According to their findings, implementing a blanket screening programme for all British women over 30 years age could result up to 17,000 less ovarian cancers and 64,000 fewer breast cancers over a lifetime.
Women carrying either a BRCA 1 or BRCA2 gene mutation have an approximate 17-44 percent chance of developing ovarian cancer and a 69-72 percent chance of developing breast cancer over their lifetime. For those who do not, the figures are 2 percent and 12 percent, respectively.
The study, led by researchers from Barts Cancer Institute at Queen Mary and Barts Health NHS Trust, supported by the London School of Hygiene & Tropical Medicine, used mathematical models to compare costs and health benefits of different strategies for genetic testing.

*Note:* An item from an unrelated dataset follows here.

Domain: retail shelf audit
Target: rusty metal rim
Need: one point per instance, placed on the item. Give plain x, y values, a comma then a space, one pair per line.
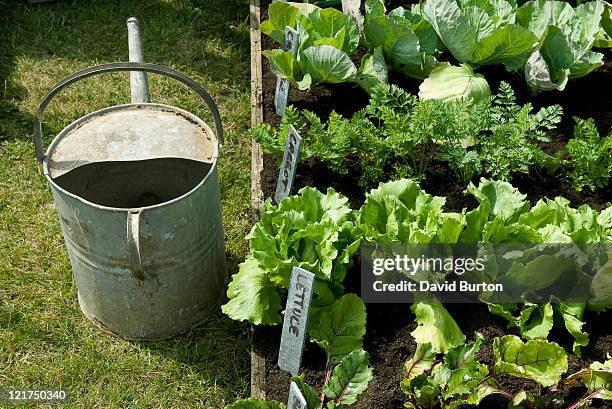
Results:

The strategy found to be most cost-effective was population testing for multiple cancer genes, which the researchers say prevented many more ovarian and breast cancers than current methods.
“Recent advances in genomic medicine offer us the opportunity to deliver a new population-based predictive, preventive and personalised medicine strategy for cancer prevention,” noted Dr Ranjit Manchanda, consultant gynaecological oncologist, Barts Cancer Institute at Queen Mary, and Barts Health NHS Trust.

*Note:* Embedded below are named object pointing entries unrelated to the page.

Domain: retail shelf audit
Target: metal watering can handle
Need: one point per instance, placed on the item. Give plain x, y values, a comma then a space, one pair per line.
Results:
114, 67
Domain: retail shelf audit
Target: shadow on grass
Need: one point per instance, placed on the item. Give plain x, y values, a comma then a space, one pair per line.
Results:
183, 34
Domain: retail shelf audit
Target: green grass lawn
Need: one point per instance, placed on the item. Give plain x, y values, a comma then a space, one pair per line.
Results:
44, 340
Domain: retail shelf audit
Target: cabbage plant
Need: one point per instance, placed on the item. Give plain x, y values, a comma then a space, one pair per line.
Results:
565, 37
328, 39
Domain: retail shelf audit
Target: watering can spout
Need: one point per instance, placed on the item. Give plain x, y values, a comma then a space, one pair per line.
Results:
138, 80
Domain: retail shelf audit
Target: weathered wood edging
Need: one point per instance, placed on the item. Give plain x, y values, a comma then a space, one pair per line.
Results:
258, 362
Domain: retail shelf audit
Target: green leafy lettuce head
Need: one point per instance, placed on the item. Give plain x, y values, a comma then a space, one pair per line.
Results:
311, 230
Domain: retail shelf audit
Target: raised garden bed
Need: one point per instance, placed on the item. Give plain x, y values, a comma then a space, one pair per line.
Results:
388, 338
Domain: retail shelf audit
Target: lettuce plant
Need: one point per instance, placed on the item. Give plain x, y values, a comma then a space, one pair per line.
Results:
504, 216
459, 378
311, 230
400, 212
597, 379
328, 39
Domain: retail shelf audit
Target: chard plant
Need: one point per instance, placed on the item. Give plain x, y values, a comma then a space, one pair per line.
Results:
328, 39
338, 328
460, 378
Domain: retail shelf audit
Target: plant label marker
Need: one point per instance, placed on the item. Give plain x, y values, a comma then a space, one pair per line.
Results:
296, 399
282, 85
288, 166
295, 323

“Our findings support the concept of broadening genetic testing for breast and ovarian cancer genes across the entire population, beyond just the current criteria-based approach. This could prevent thousands more breast and ovarian cancers than any current strategy, saving many lives.”
“If women identified as high risk act on the information that they’re given, in terms risk reducing surgery, their lifetime risk of developing these women-specific cancers can be reduced. The impact that this study could have on healthcare in the future for these cancers is promising and an exciting step forward in prevention,” added Athena Lamnisos, chief executive of The Eve Appeal, which funded the research.
However, on a more cautionary note, Cancer Research UK’s Justine Alford told SKY News: “If we're going around and screening all women who are above the age of 30 for these particular genes, these faulty genes, are we going to pick up women who have these particular genes but might not actually develop a disease as a result of these genes?
"And that could cause a huge amount of anxiety in these women. And what if they go on to make potentially life changing decisions such as risk reducing surgery?"
According to BBC News Online, the UK's National Screening Committee said it would look at the findings "with interest".